Moreover, this program also allows through the option isRelativeMembershipAsOutput to transform the second membership vector in input into another membership vector, so that node clustering labels are much more in common with those of the first clustering. The reason of proposing this option is described as follows. The cost of an edit operation is not always minimal. This is because two membership vectors, i.e. the cluster labels of two partitions, can be very different, but essentially suggest very similar cluster assignments for the vertices. Before calculating the edit distance between two membership vectors, we need to select one of two membership vectors as a reference vector in order to adapt the module assignments of the other membership vector based on the reference one. Hence, the edit distance is calculated between the reference vector and this newly changed one, that we call relative vector.

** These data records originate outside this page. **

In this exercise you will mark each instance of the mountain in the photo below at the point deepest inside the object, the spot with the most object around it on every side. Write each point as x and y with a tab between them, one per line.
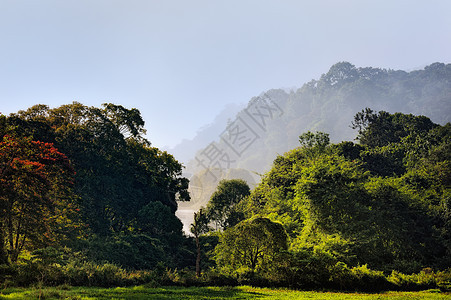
272	122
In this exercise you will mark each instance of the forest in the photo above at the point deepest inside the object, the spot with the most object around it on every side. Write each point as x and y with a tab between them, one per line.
85	200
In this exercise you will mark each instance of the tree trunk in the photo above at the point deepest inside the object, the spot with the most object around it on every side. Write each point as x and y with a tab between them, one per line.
3	254
198	256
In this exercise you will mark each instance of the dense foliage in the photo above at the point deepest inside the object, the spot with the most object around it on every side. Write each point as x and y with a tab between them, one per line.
86	200
110	184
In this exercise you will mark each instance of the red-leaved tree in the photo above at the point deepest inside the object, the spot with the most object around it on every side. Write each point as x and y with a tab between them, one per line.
36	199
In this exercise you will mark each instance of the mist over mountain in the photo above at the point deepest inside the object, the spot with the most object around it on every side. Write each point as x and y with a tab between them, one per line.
272	122
187	148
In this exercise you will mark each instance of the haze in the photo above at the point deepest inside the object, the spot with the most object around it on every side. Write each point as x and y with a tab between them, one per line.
181	62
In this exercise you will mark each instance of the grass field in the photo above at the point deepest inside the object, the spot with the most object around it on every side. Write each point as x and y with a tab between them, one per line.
243	292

See Section C.1 in [Arınık'21] for more details.
-
isBatchMode: Whether the calculation of edit distance is done in a batch mode or not. No default value, it must be specified.
-
isRelativeMembershipAsOutput: Whether we are interested in only obtaining the relative membership vector for second clustering parameter based on the first clustering. Used only in the pair mode.
-
inputDirPath: The path of an input directory containing partitions. We require the names of the membership vectors to have the prefix membership. Used only in the batch mode.
-
solutionsFilePath: The file path containing the relative paths of the solutions (relative to inputDirPath), for which the edit distance will be calculated. We require the names of the membership vectors to have the prefix membership. Used only in the batch mode.
-
outputDirPath The output directory, where the distance matrix file will be created. Used only in the batch mode.
-
firstClusteringString: The first membership vector in string format, where cluster ids are separated by a comma. Used only in the pair mode.
-
secondClusteringString The second membership vector in string format, where cluster ids are separated by a comma. Used only in the pair mode.
Check the scriptsrun.sh
and run2.sh
to see how to run ClusteringEditDistance.
In the pair mode, there is no output file for the former, just writing in console output.
In the batch mode, a distance matrix file is created in the output directory.
- [Arınık'21] N. Arınık, Multiplicity in the Partitioning of Signed Graphs. PhD thesis in Avignon Université (2021).